4. The remote driver support method according to claim 1, wherein the notifying the remote driver of the passability information includes numerically displaying a degree of margin of a dimension of the road ahead with respect to the dimension of the vehicle on a screen viewed by the remote driver.

5. The remote driver support method according to claim 1, further comprising selecting the road ahead from among a plurality of roads in accordance with an operation direction of a turn signal by the remote driver.

6. The remote driver support method according to claim 1, further comprising:

displaying a view in front of the vehicle on a screen viewed by the remote driver; and

displaying an image showing the dimension of the vehicle on the screen.

7. The remote driver support method according to claim 1, further comprising:

displaying an image of the road ahead in a plan view or in a bird's-eye view on a screen viewed by the remote driver; and

displaying an image showing a simulation result of a possible traveling locus of the vehicle on the image of the road ahead.

8. The remote driver support method according to claim 1, wherein the acquiring the road structure information includes acquiring the road structure information from high-precision three-dimensional map data.

9. The remote driver support method according to claim 1, wherein the acquiring the road structure information includes acquiring the road structure information using an environment recognition sensor mounted on the vehicle.

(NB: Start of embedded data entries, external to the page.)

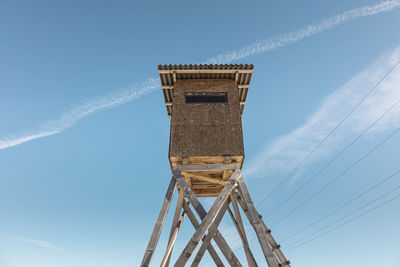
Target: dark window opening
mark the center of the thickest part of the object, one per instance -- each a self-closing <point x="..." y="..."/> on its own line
<point x="206" y="98"/>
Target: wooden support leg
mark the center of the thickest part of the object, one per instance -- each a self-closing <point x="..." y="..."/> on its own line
<point x="237" y="221"/>
<point x="159" y="224"/>
<point x="196" y="225"/>
<point x="172" y="241"/>
<point x="211" y="232"/>
<point x="175" y="222"/>
<point x="225" y="249"/>
<point x="283" y="261"/>
<point x="257" y="225"/>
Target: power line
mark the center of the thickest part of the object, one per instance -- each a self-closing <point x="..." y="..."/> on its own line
<point x="337" y="177"/>
<point x="342" y="206"/>
<point x="347" y="222"/>
<point x="333" y="159"/>
<point x="329" y="134"/>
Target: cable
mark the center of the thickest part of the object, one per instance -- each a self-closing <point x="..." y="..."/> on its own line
<point x="341" y="206"/>
<point x="337" y="177"/>
<point x="339" y="154"/>
<point x="332" y="160"/>
<point x="347" y="222"/>
<point x="329" y="134"/>
<point x="345" y="216"/>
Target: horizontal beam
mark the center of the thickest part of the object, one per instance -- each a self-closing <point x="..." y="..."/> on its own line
<point x="232" y="71"/>
<point x="204" y="178"/>
<point x="207" y="167"/>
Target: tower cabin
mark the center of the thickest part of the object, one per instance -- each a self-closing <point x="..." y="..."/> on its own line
<point x="205" y="104"/>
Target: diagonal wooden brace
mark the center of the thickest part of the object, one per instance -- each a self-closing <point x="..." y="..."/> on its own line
<point x="196" y="224"/>
<point x="257" y="225"/>
<point x="220" y="241"/>
<point x="151" y="247"/>
<point x="210" y="235"/>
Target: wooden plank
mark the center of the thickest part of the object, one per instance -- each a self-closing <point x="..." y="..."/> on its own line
<point x="207" y="167"/>
<point x="208" y="219"/>
<point x="219" y="240"/>
<point x="204" y="178"/>
<point x="210" y="235"/>
<point x="171" y="242"/>
<point x="175" y="222"/>
<point x="204" y="71"/>
<point x="237" y="221"/>
<point x="196" y="224"/>
<point x="257" y="226"/>
<point x="151" y="247"/>
<point x="277" y="248"/>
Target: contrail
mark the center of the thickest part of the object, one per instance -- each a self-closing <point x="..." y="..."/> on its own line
<point x="80" y="111"/>
<point x="287" y="150"/>
<point x="295" y="36"/>
<point x="119" y="97"/>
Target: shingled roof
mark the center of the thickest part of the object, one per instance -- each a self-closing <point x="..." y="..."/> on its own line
<point x="170" y="73"/>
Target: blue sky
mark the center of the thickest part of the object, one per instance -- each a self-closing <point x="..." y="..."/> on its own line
<point x="84" y="131"/>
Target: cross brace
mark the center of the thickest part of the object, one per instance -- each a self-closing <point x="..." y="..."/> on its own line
<point x="234" y="192"/>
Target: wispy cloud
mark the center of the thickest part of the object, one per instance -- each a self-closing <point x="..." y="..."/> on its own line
<point x="288" y="150"/>
<point x="119" y="97"/>
<point x="79" y="111"/>
<point x="40" y="243"/>
<point x="279" y="41"/>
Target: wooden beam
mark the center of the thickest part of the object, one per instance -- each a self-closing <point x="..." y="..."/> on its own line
<point x="207" y="221"/>
<point x="175" y="223"/>
<point x="171" y="242"/>
<point x="151" y="247"/>
<point x="196" y="225"/>
<point x="219" y="240"/>
<point x="252" y="215"/>
<point x="283" y="261"/>
<point x="204" y="71"/>
<point x="211" y="232"/>
<point x="207" y="167"/>
<point x="237" y="221"/>
<point x="204" y="178"/>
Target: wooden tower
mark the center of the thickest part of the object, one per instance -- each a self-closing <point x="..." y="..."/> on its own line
<point x="206" y="153"/>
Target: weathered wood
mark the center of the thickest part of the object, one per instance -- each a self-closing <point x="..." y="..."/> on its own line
<point x="171" y="242"/>
<point x="175" y="222"/>
<point x="207" y="221"/>
<point x="148" y="255"/>
<point x="277" y="248"/>
<point x="211" y="232"/>
<point x="196" y="224"/>
<point x="204" y="178"/>
<point x="207" y="167"/>
<point x="201" y="71"/>
<point x="281" y="259"/>
<point x="238" y="222"/>
<point x="257" y="225"/>
<point x="219" y="240"/>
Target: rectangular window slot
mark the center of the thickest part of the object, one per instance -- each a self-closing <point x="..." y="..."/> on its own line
<point x="206" y="98"/>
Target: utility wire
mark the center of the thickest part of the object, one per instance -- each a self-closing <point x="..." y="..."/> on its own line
<point x="337" y="177"/>
<point x="323" y="140"/>
<point x="329" y="134"/>
<point x="333" y="159"/>
<point x="341" y="206"/>
<point x="347" y="222"/>
<point x="345" y="216"/>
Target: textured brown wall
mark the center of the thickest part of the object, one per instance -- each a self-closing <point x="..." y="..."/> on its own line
<point x="206" y="130"/>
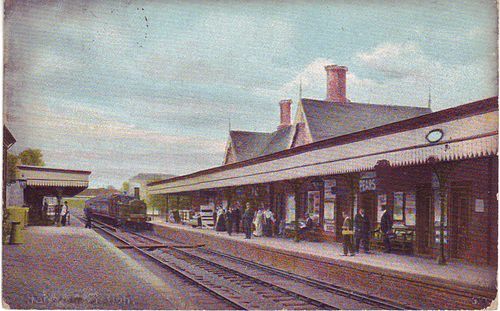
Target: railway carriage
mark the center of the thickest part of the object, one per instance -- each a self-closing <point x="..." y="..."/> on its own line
<point x="119" y="210"/>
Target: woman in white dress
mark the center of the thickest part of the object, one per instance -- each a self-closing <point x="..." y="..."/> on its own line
<point x="257" y="221"/>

10. A remote driver support system comprising:

at least one memory that stores at least one program; and

at least one processor connected to the at least one memory; wherein the at least one program is configured to cause the at least one processor to

acquire vehicle dimension information related to a dimension of a vehicle that is remotely driven by a remote driver,

acquire road structure information related to a structure of a road ahead to which the vehicle is heading,

generate passability information related to a possibility that the vehicle is able to pass through the road ahead based on the vehicle dimension information and the road structure information, and

notify the remote driver of the passability information.

11. A non-transitory storage medium storing a program that causes a computer to execute support of a remote driver and causes the computer to:

acquire vehicle dimension information related to a dimension of a vehicle that is remotely driven by the remote driver;

acquire road structure information related to a structure of a road ahead to which the vehicle is heading;

generate passability information related to a possibility that the vehicle is able to pass through the road ahead based on the vehicle dimension information and the road structure information; and

notify the remote driver of the passability information.